The plates were incubated at 37°C for 48 h and the His + revertant colonies were counted manually. All experiments were done in triplicate. The standard mutagens used as positive controls in experiments without the S9 mix were NPD (10 μg/plate) for TA98 and TA97a, NaN3 (2.5 μg/plate) for TA100 and MMC (0.5 μg/plate) for TA102. In experiments with S9 activation, 2-AA (1.5 μg/plate) was used with TA98, TA97a and TA100 and 2-AF (5 μg/plate) with TA102. DMSO (100 μL/plate) served as negative (solvent) control.

Antimutagenicity test

Only extracts considered non-mutagenic were subject to this test employing the method of preincubation in plates, developed by Maron and Ames [8]. Five different concentrations of extracts (0.013-2.000 mg/plate for B. verbascifolia, 0.008-4.000 mg/plate for B. correifolia, 0.010-0.500 mg/plate for B. fagifolia and 0.007-0.250 mg/plate for B. intermedia) were associated with known mutagens in tests with and without metabolic activation, using S. typhimurium tester strains TA98, TA100 and TA102. In the tests without metabolic activation, the mutagen NPD (10.0 μg/plate) was used for TA98 and MMC (0.5 μg/plate) for TA102, while in those with metabolic activation, 1.0 μg/plate of B[a]P was used for TA98 and 0.5 μg/plate of AFB1 for TA100. The extracts were mixed with 0.5 mL of 0.2 M phosphate buffer, or 0.5 mL of 4% S9 mixture for metabolic activation, 0.1 mL of bacterial culture and the mutagen and incubated at 37°C for 20–30 min. After incubation, 2 mL of top agar was added, and the content of each tube was lightly homogenized and poured onto a plate of glucose minimal agar. After solidification of the top agar, the plates were incubated for 48 h at 37°C, and the number of revertant colonies per plate was counted. The entire assay was performed in triplicate [6, 9].

Data analysis

The mutagenic activity results were analyzed with the statistical software package Salanal 1.0 (U.S. Environmental Protection Agency, Monitoring Systems Laboratory, Las Vegas, NV, from the Research Triangle Institute, RTP, NC, USA), adopting the model of Bernstein et al. [10]. The data (revertants/plate) were assessed by analysis of variance (ANOVA), followed by linear regression. The mutagenicity ratio (MR) was also calculated for each concentration tested; MR is the average number of revertants per test plate divided by the average number of revertants per negative (solvent) control plate. The sample was considered mutagenic when a dose–response relationship was detected and a two-fold increase in the number of revertants (MR ≥ 2) was observed for at least one concentration [7].

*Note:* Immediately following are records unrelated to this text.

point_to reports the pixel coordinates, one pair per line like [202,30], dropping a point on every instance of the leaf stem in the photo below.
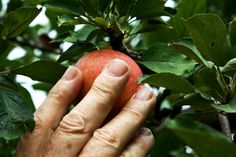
[225,126]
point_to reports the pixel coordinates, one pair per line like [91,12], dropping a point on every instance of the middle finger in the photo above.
[77,127]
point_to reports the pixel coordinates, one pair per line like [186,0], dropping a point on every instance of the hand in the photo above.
[79,133]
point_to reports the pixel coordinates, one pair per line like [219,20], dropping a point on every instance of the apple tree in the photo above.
[186,50]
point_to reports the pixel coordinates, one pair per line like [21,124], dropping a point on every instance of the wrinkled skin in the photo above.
[80,133]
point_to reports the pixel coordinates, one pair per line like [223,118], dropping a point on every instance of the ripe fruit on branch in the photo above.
[92,65]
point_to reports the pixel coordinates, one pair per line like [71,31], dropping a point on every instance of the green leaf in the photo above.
[228,108]
[18,21]
[168,81]
[92,7]
[42,86]
[124,7]
[206,84]
[195,101]
[187,47]
[230,67]
[232,31]
[210,37]
[76,50]
[81,34]
[149,25]
[188,8]
[16,117]
[206,141]
[71,7]
[42,70]
[66,20]
[152,8]
[104,4]
[161,58]
[165,141]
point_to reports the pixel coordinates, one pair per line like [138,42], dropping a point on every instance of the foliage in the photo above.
[190,54]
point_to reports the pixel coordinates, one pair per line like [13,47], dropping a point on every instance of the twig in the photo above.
[225,126]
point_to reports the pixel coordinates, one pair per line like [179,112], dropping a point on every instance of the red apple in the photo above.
[93,63]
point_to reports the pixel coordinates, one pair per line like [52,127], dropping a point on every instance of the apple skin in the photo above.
[92,65]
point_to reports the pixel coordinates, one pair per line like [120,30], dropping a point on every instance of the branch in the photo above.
[225,126]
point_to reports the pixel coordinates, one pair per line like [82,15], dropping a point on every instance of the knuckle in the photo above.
[135,115]
[73,124]
[103,90]
[127,154]
[39,121]
[106,138]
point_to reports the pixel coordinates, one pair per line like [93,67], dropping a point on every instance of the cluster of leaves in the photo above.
[190,52]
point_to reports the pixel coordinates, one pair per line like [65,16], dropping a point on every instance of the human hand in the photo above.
[79,133]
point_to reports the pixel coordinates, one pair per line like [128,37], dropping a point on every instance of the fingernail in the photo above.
[144,93]
[117,68]
[70,73]
[145,132]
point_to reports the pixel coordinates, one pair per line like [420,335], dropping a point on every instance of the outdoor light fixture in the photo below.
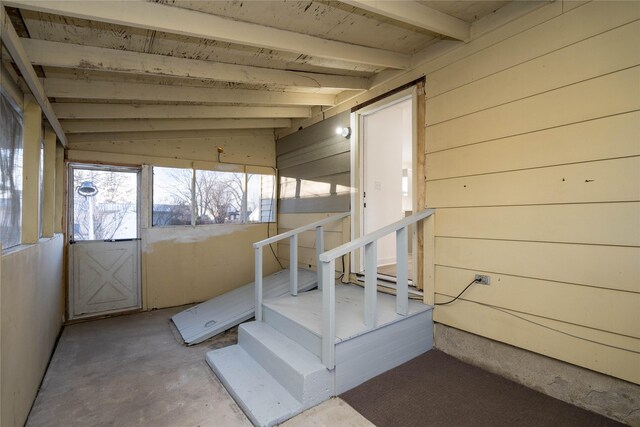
[346,131]
[87,189]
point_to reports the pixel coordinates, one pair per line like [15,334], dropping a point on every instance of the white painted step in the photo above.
[308,339]
[294,367]
[260,396]
[216,315]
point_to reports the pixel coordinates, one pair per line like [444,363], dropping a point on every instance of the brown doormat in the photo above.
[435,389]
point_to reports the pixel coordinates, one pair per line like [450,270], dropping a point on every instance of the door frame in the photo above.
[357,171]
[71,166]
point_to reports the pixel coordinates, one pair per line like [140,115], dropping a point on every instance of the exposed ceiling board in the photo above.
[12,43]
[191,23]
[418,15]
[148,125]
[468,11]
[59,88]
[175,65]
[136,111]
[329,20]
[89,76]
[65,29]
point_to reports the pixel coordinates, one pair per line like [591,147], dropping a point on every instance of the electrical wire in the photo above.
[535,323]
[459,295]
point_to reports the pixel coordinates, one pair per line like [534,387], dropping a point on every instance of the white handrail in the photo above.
[374,235]
[369,242]
[293,256]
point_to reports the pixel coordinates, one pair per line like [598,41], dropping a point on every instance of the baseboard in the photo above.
[593,391]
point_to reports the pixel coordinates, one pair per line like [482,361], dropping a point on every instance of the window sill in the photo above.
[24,246]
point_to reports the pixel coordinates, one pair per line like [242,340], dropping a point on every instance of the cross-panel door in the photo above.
[104,244]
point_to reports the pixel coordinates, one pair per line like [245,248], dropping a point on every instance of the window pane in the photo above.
[219,197]
[171,196]
[104,205]
[10,174]
[260,198]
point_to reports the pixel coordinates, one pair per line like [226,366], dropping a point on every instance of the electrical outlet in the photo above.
[482,279]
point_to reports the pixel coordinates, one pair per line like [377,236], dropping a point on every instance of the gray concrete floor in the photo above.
[134,370]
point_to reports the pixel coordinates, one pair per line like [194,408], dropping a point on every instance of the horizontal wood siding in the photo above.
[317,158]
[314,169]
[533,163]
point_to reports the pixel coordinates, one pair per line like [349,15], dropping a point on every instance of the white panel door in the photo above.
[104,248]
[105,277]
[387,150]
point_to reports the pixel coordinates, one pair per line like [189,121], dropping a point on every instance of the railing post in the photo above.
[370,284]
[328,314]
[293,264]
[402,273]
[258,284]
[319,250]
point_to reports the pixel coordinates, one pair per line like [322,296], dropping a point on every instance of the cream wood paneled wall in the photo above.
[182,265]
[533,163]
[32,309]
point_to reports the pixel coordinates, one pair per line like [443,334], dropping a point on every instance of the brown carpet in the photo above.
[438,390]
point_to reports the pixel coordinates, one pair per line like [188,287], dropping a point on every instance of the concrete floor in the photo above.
[135,371]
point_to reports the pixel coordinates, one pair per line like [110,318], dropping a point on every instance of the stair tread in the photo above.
[300,359]
[265,401]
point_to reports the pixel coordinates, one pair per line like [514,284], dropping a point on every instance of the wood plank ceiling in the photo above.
[138,66]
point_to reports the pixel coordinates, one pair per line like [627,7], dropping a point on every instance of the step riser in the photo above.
[265,402]
[309,388]
[369,355]
[293,331]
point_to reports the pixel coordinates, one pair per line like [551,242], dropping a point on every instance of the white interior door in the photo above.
[387,171]
[104,245]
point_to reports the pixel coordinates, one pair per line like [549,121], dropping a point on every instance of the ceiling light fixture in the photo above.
[87,189]
[346,131]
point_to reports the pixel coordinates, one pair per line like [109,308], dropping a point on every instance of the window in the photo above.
[219,197]
[260,198]
[104,204]
[199,197]
[11,153]
[172,196]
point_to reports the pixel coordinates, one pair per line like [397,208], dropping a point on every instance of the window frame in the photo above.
[226,167]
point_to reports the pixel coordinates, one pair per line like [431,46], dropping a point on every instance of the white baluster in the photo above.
[370,284]
[293,264]
[402,274]
[328,314]
[319,250]
[258,284]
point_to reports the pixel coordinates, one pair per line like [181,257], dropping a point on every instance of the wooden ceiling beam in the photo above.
[12,43]
[175,20]
[67,55]
[419,15]
[73,110]
[101,89]
[150,125]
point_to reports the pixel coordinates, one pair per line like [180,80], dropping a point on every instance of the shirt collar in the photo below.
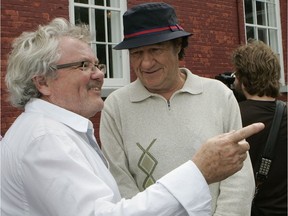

The antimutagenic activity results were analyzed with the statistical software GraphPad Prism 5. The data (revertants/plate) were assessed by analysis of variance (one-way ANOVA), followed by Tukey’s test. The antimutagenicity results were expressed as percent inhibition (the ability of the compounds to inhibit the action of the known mutagen), calculated as described by Tachino et al. [11]:

Inhibition % = 100 T / M × 100

where T is the number of revertant colonies in a plate containing mutagen and compounds and M is the number of revertant colonies in a plate containing the mutagen alone.

Results were interpreted as no antimutagenic effect when the inhibition was lower than 25%, a moderate effect for a value between 25% and 40% and strong antimutagenicity for values greater than 40% [9, 12].

Cell viability was also determined in each antimutagenesis experiment, to assess the potential bactericidal effect of the mutagens and associations. A sample was considered bactericidal when the number of viable bacterial cells was less than 60% of that observed in the negative control [6, 13].

Results

Mutagenicity test

Table 2 shows the mean number of revertants/plate (M), the standard deviation (SD) and the mutagenic ratio (MR) after the treatments with the six extracts, observed in S. typhimurium strains TA98, TA100, TA97a and TA102, in the presence (+S9) and absence (-S9) of metabolic activation. The results showed that only B. coccolobifolia and B. ligustrifolia extracts induced an increase in the number of revertant colonies relative to the negative control, indicating mutagenic activity. B. coccolobifolia, in the absence of S9, showed activity in the strain TA98, with a dose–response relationship reaching a mutagenic ratio of 2.8. In the presence of S9, in the same strain, at all concentrations tested, this extract reached a mutagenic ratio higher than 2.0. B. ligustrifolia, in TA98 without S9, reached a mutagenic ratio of 2.0 at the two highest concentrations tested. None of the other species extracts induced twofold or greater increase in the mean number of revertants relative to the negative control group, in the presence or absence of S9.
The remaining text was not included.